UNRWA refugee camps in the south and in Beirut have taken in thousands of displaced Lebanese families. The “old refugees” are sharing their rooms, schools, mosques and supplies with the “new refugees.” UNRWA provides the people who arrive in its camps with mattresses, pillows, sheets, towels, kitchen kits, detergents and basic toilet items. Displaced families receive food rations consisting of sugar, rice, lentils, broad beans, white beans, milk and cooking oil. UNRWA is appealing for $7.2 million in emergency humanitarian interventions in Lebanon and Syria as part of the Lebanon Flash Appeal issued in cooperation with other U.N. agencies and humanitarian organizations.

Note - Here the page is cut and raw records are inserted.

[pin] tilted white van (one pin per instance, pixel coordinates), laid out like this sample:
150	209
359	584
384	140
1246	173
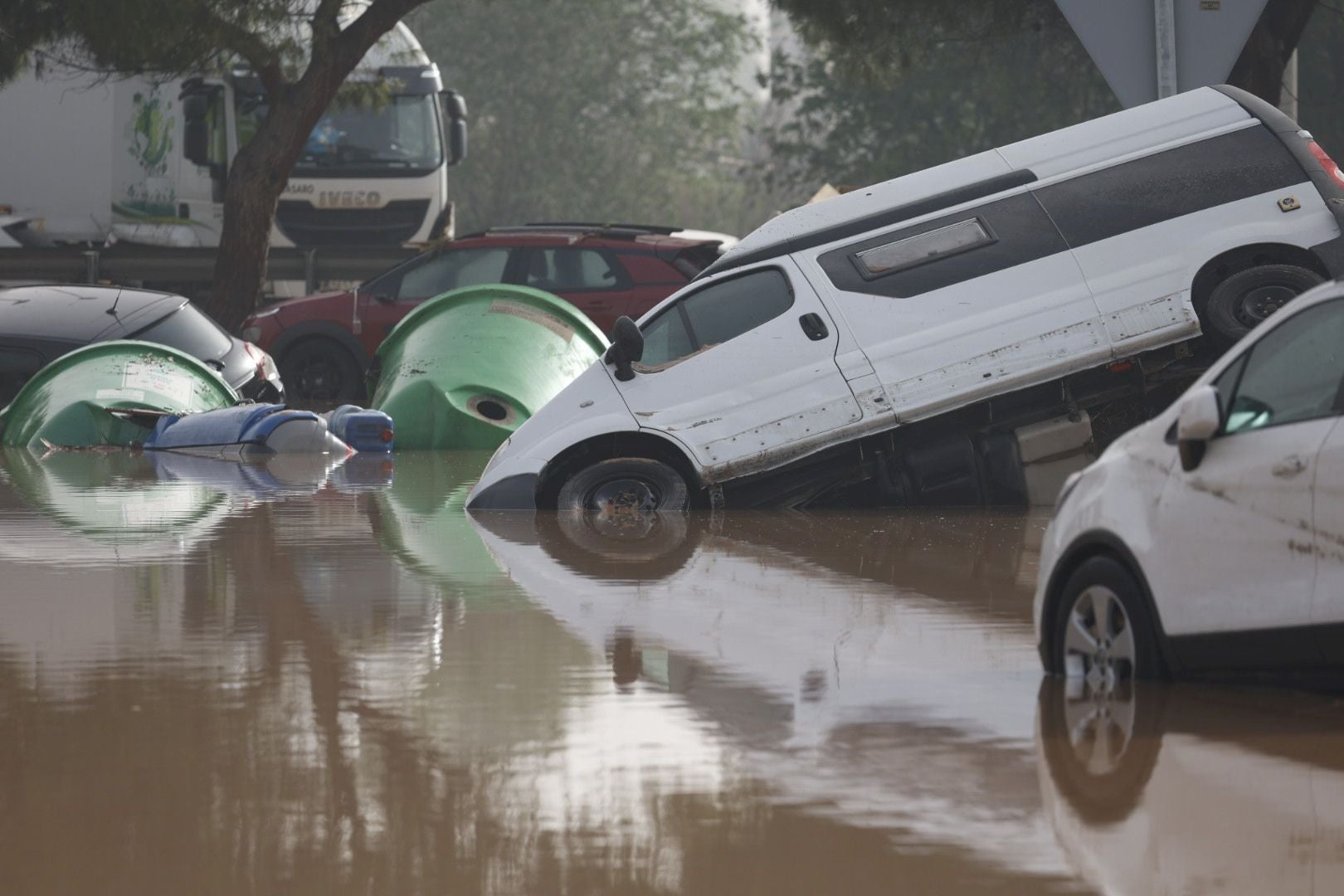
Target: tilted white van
953	336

World Vision: P.O. Box 9716 • Federal Way, WA 98063-9716 • (888) 511-6598 • <www.worldvision.org>

Has assisted nearly 30,000 people seeking shelter in schools, places of worship, homes, parking garages and other structures within seven of nine World Vision-assisted area development programs in southern, central and northern Lebanon. Current planning envisions aid shipments including collapsible water containers, 96,000 water purification tablets, two water purification units, 2,000 hygiene kits, and medicine.

The Zakat Foundation of America: P.O. Box 639 • Worth, IL 60482 • Phone: (708) 499-6151 • Fax (708) 499-6154 • <www.thezakat.org>

Delivers urgently needed food aid, clean drinking water, blankets, mattresses and basic medical aid. Its main area of operation is in Mount Lebanon, at public schools that have become shelters for displaced families from Beirut and further south. Zakat has hired doctors and nurses to help treat victims.

Delinda Hanley is news editor of the Washington Report on Middle East Affairs.